Зависимость от нас сделала Онэ кротким учителем. Мальчик, засыпавший над его дощечками, никогда не получал от него пощечину; он только должен был следующим утром стащить какой-нибудь лакомый кусок для старика. Иногда сын торговца зерном приносил кувшин пива. В такие дни мы все напрягали внимание, потому что старый Онэ вдохновенно рассказывал нам удивительные истории о других мирах: о Селестии Муте, о Творце, о Пта и богах, окружавших его. Мы хихикали, полагая, что отвлекли его от наших трудных заданий и утомительного писания иероглифов на весь остаток дня; только позднее я осознал, что Онэ был более мудрым учителем, чем мы думали. У него была цель, ради которой он рассказывал нам легенды, проникнутые благочестием его детской души: они знакомили нас с обычаями Древнего Египта. Ни один злой поступок не оставался в них безнаказанным. Перед высоким троном Озириса неумолимо взвешивалось сердце каждого человека. Того смертного, чьи греховные деяния обнаруживались на весах бога с головой шакала, бросали Пожирателю, — полукрокодилу, полугиппопотаму, но он был страшнее того и другого.
Он рассказывал также о том угрюмом, страшном, глядящем назад перевозчике, без помощи которого ни один смертный не достигал Полей блаженных. Когда он греб, лицо его было обращено к корме, он никогда не смотрел вперед, как земные лодочники на Ниле. Онэ заставлял нас повторять наизусть фразы, которыми можно было бы подкупить и умилостивить перевозчика: он учил нас выписывать их, а потом воспроизводить по памяти, исправляя наши ошибки, мягко предостерегая нас, что малейшая неточность уничтожит все наши шансы на счастливую загробную жизнь. Если бы мы вручили Глядящему Назад письмо, содержащее хотя бы пустяковую ошибку, мы были бы обречены блуждать во веки веков подобно теням у берегов этих мрачных вод или, хуже того, нас поглотили бы чудовищные бездны царства смерти.
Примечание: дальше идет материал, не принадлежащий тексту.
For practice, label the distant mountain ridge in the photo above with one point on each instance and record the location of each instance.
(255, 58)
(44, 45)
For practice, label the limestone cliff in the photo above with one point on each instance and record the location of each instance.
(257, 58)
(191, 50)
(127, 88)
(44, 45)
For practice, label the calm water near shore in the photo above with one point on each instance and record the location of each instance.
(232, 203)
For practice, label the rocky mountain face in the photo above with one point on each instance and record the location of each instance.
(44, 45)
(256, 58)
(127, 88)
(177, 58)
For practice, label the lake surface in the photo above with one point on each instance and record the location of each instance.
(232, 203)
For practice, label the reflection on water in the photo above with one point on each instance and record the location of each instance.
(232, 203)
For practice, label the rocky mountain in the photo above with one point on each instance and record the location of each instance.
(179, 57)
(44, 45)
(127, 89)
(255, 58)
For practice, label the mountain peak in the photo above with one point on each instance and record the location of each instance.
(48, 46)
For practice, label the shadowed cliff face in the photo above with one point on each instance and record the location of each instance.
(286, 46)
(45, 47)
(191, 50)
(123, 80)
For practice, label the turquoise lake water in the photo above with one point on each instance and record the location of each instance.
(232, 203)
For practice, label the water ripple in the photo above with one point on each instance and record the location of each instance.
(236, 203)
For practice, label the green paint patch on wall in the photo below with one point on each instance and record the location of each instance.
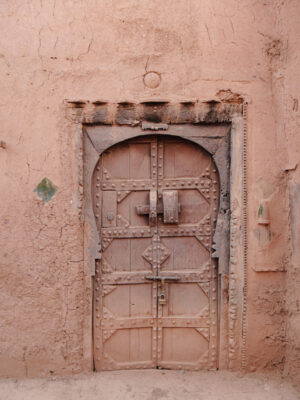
(46, 189)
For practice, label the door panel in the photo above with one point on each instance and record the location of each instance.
(155, 301)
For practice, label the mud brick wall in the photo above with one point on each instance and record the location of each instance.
(117, 60)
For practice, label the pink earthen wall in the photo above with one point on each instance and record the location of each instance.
(100, 50)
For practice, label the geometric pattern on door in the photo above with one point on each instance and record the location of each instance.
(155, 202)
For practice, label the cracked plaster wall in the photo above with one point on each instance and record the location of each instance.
(99, 50)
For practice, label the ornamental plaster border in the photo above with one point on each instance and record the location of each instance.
(233, 286)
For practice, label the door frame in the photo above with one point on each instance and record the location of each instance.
(123, 121)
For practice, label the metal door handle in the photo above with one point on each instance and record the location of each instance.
(162, 278)
(150, 209)
(171, 206)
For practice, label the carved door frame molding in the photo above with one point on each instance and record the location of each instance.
(188, 120)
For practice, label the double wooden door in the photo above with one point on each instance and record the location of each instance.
(155, 292)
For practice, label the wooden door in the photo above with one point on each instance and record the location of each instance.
(155, 292)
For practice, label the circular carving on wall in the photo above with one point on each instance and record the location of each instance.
(152, 79)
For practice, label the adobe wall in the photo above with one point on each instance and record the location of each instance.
(53, 51)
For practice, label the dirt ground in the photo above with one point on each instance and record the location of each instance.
(151, 385)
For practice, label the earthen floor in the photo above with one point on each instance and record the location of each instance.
(151, 385)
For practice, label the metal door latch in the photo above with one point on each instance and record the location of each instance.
(170, 207)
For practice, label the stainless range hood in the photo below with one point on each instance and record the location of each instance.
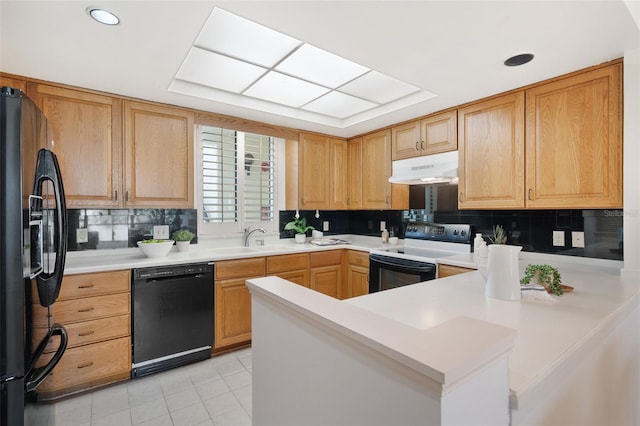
(426, 169)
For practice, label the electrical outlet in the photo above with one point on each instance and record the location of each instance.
(577, 239)
(161, 232)
(558, 238)
(82, 235)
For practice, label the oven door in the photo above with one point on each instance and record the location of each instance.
(387, 272)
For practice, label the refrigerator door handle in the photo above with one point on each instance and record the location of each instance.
(47, 168)
(35, 376)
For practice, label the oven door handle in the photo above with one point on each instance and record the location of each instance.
(394, 263)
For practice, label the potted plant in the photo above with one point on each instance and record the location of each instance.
(299, 224)
(183, 238)
(545, 275)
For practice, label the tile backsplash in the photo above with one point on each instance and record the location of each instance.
(121, 228)
(531, 229)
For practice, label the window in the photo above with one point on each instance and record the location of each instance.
(238, 182)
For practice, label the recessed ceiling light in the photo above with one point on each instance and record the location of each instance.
(517, 60)
(103, 16)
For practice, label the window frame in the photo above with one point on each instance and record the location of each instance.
(233, 228)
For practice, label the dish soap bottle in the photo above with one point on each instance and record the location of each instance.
(385, 236)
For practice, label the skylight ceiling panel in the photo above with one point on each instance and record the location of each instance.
(378, 88)
(339, 105)
(321, 67)
(286, 90)
(241, 38)
(218, 71)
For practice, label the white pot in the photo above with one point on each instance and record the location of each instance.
(183, 245)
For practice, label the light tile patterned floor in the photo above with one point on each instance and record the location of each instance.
(213, 392)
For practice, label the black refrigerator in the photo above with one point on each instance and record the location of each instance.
(33, 243)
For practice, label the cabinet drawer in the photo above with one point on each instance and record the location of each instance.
(325, 258)
(287, 262)
(88, 363)
(87, 332)
(240, 268)
(88, 308)
(360, 258)
(74, 286)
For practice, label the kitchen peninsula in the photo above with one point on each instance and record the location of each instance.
(442, 353)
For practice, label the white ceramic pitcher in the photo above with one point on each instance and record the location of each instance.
(503, 279)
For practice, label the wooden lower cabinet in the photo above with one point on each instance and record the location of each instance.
(448, 270)
(357, 273)
(291, 267)
(326, 272)
(95, 310)
(232, 300)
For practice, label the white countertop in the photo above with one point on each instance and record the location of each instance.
(118, 259)
(550, 335)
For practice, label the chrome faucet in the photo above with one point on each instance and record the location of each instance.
(250, 230)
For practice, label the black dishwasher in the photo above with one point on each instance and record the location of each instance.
(172, 316)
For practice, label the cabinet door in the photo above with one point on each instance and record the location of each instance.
(574, 141)
(376, 166)
(313, 173)
(327, 280)
(406, 140)
(491, 147)
(354, 174)
(339, 158)
(232, 312)
(357, 280)
(86, 130)
(158, 156)
(440, 133)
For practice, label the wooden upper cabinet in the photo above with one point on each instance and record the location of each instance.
(159, 152)
(431, 135)
(376, 170)
(354, 174)
(86, 131)
(574, 141)
(339, 158)
(491, 148)
(313, 174)
(406, 140)
(322, 172)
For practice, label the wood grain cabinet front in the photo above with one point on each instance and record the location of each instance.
(431, 135)
(95, 310)
(232, 300)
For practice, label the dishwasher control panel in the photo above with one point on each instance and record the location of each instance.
(172, 271)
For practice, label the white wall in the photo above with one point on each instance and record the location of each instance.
(631, 132)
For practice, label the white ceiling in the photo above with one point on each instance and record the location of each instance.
(454, 49)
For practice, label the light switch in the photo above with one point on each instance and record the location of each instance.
(82, 235)
(577, 239)
(558, 238)
(161, 232)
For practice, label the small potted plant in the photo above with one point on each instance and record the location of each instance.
(183, 238)
(299, 224)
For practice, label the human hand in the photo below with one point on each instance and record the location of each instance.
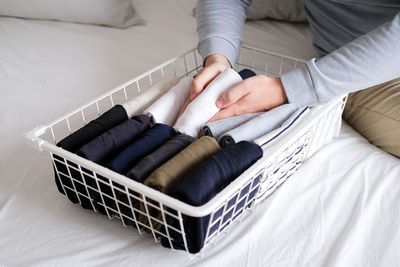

Я посещал школу Онэ несколько лет. Моим лучшим другом был Тутмес старше меня на год или около того; с детства его готовили быть борцом и укрощать лошадей. Его отец, начальник эскадрона колесниц, носил соответствующую его званию плеть, оплетенную медной проволокой. Он лелеял мечту, что его сын станет высокопоставленным чиновником, а потому желал, чтобы сын научился писать. Но в прославленном имени Тутмеса не было ничего пророческого; несмотря на честолюбие отца, едва начав ходить в школу, мальчик потерял интерес к метанию копья и колесницам. Грамота давалась ему легко, и пока другие мальчики мучительно ее преодолевали, он рисовал картинки на своих дощечках: они изображали колесницы, коней, вставших на дыбы, и борющихся солдат. Он приносил в школу глину, и пока кувшин эля устами Онэ рассказывал истории, он лепил смешные маленькие изображения Пожирателя, щелкающего неповоротливыми челюстями при виде маленького плешивого старичка, чья горбатая спина и толстый живот могли принадлежать только Онэ. Но Онэ не сердился. Никто не мог сердиться на Тутмеса. У него было широкое лицо и короткие ноги крестьянина, но его глаза искрились веселым заразительным блеском, а птицы и животные, которых он лепил из глины своими умелыми руками, восхищали нас всех. Я сначала искал его дружбы, потому что он был храбрый, но дружба сохранилась и после того, как исчезли следы его воинского честолюбия.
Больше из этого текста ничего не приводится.